Byron Looper was a Tennessee politician
who ran for the Tennessee state senate
. Although he didn't win the election, he became well-known across the state (and even the country) for his non-traditional campaign tactics. The incumbent Tommy Burks
, a popular Democrat
, was almost certain to win until he was found dead in his still-running truck on October 19, 1998
. Under Tennessee law, any candidate who dies prior to the election
must be removed from the ballot.
Byron Looper was convinced that Tennessee was run by the "Good old boy" network, a political machine that controlled every aspect of the state's politics. He was determined to change this any way he could. In 1996 he ran for the Putnam County tax assessor. He won a narrow victory against the incumbent after legally changing his middle name from Anthony to Low Tax and claiming that his opponent had fixed tax assessments to favor his friends, a claim which was completely fabricated. Still, taxes had gone up under the incumbent's watch, and Looper offered "A new kind of leader." He won the office by 1100 votes.
He claimed he was a new kind of leader, and everyone soon agreed that he was- he rarely showed up to work. He would often disappear for days at a time. He fired dozens of people for no reason at all and sent press releases to every newspaper in the state accusing the county commission of plotting against him. The people he fired filed a suit against him, charging that they were dismissed because they supported Looper's Democratic predecessor- a claim that he denied, revealing that he was secretly a Democrat himself. It turns out he was telling the truth, he had been a Democrat until he failed to gain the favor of the party officials. He changed parties after learning that there would be no GOP candidate for assessor. The local Democratic party chairman renounced his membership. Rumors soon began circulating that Byron was attending law school rather than working- he was listed as a student at the John Marshall School of Law in Georgia. He was the subject of nearly a dozen lawsuits, including one when he tried to give several properties to a neighboring county.
Low Tax had three of his employees photocopy more than 5000 pages of County Commission records, claiming he was investigating the "good ol' boy network that controls" Putnam County. He sued to make a number of documents public, only to learn that they already were.
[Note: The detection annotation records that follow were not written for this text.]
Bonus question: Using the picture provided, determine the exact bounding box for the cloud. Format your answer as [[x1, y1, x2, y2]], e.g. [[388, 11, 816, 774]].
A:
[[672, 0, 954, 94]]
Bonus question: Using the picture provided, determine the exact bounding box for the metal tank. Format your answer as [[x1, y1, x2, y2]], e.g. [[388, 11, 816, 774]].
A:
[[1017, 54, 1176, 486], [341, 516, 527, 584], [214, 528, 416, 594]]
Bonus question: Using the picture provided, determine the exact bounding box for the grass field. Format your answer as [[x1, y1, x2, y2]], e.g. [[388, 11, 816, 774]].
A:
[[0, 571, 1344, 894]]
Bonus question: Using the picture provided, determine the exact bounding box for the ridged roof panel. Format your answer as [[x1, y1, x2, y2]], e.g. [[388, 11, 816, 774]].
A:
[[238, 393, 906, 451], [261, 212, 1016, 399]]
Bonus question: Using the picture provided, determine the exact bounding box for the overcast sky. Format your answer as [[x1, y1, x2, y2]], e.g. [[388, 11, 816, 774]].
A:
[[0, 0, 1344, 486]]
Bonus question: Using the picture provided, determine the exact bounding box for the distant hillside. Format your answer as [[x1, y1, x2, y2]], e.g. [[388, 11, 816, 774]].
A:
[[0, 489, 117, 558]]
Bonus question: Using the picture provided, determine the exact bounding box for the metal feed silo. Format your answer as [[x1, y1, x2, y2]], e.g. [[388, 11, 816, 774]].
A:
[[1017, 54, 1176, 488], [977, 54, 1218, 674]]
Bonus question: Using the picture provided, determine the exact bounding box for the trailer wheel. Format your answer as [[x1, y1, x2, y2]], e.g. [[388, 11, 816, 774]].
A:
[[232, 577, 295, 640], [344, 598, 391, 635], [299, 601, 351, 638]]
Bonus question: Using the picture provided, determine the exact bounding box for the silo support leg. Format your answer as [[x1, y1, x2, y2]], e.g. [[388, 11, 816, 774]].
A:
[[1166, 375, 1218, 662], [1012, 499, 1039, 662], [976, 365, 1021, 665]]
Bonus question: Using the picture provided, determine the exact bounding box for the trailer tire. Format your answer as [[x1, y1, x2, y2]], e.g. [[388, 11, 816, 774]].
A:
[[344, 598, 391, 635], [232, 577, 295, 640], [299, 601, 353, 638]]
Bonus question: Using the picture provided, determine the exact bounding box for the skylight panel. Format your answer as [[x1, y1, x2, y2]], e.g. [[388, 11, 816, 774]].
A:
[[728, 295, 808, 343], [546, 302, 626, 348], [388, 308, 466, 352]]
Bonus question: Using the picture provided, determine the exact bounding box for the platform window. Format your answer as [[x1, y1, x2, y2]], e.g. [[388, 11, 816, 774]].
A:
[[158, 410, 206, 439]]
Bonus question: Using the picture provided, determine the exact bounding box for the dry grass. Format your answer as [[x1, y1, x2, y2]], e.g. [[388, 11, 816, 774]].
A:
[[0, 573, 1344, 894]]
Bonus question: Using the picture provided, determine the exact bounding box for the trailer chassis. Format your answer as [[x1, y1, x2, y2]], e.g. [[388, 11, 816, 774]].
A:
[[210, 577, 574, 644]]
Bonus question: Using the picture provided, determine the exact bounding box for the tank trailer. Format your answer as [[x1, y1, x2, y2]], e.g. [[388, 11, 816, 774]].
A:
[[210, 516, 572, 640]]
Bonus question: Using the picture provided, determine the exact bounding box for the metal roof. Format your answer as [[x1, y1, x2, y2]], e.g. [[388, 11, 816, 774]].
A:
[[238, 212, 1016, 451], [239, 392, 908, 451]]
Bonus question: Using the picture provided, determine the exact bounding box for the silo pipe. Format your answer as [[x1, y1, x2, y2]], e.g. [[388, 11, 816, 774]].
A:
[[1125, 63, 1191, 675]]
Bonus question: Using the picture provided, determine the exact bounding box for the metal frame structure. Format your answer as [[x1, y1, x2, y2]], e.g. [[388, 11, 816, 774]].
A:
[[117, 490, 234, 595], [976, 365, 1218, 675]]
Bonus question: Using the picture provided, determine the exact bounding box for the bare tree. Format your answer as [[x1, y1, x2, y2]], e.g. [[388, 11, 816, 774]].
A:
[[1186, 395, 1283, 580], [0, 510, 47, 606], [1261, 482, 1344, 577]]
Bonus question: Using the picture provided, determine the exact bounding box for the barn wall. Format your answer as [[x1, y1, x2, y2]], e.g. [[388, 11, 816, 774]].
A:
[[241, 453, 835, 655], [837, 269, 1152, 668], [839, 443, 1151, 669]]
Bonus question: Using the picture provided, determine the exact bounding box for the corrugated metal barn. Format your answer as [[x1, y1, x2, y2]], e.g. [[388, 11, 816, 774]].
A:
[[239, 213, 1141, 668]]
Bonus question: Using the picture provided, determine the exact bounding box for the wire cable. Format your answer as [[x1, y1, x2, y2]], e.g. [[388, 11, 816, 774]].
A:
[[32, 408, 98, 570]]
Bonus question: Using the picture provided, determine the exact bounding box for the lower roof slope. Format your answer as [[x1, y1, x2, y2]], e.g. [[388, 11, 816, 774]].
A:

When he realized that he was quickly becoming unpopular with even his most dedicated supporters, he decided to back off. He issued a formal apology, writing off his aggressive style as "overzealousness" to create more fair taxation.
Tommy Burks was by all accounts a great guy. Nobody wanted to run against him simply because he was doing a great job representing the area in the state senate. Burks was a farmer through and through, running a successful pumpkin and tobacco farm. Looper knew that he had no chance of winning an election against Burks, In the summer of 1998, he told his friend Joe Bond that he had a sure-fire way of winning the election, all he needed was a gun. Used to Looper's sometimes sick sense of humor, Bond ignored the comment and helped Looper buy a 9mm handgun.
On a cool October morning, Tennessee State Senator Tommy Burks was headed to a pumpkin patch when farmhand Wesley Rex says he saw a black car pull up alongside Burks' parked pickup, then drive away quickly. Rex soon found his boss lifeless in his truck. Later, when a news broadcast aired a photo of Byron Low Tax Looper identifying him as the sole candidate for State Senate, Wesley identified the photo as the man driving the dark car.
Looper was arrested a few days later for the murder of Tommy Burks. He hid in Arkansas for a few days, where he confessed to Joe Bond, the friend who helped him obtain the gun. He lost the Senate election to Charlotte Burks, Tommy's widow in the largest write-in election in the state's history. He was removed from his tax assessor office in January of 1999. He was found guilty and sentenced to life without parole.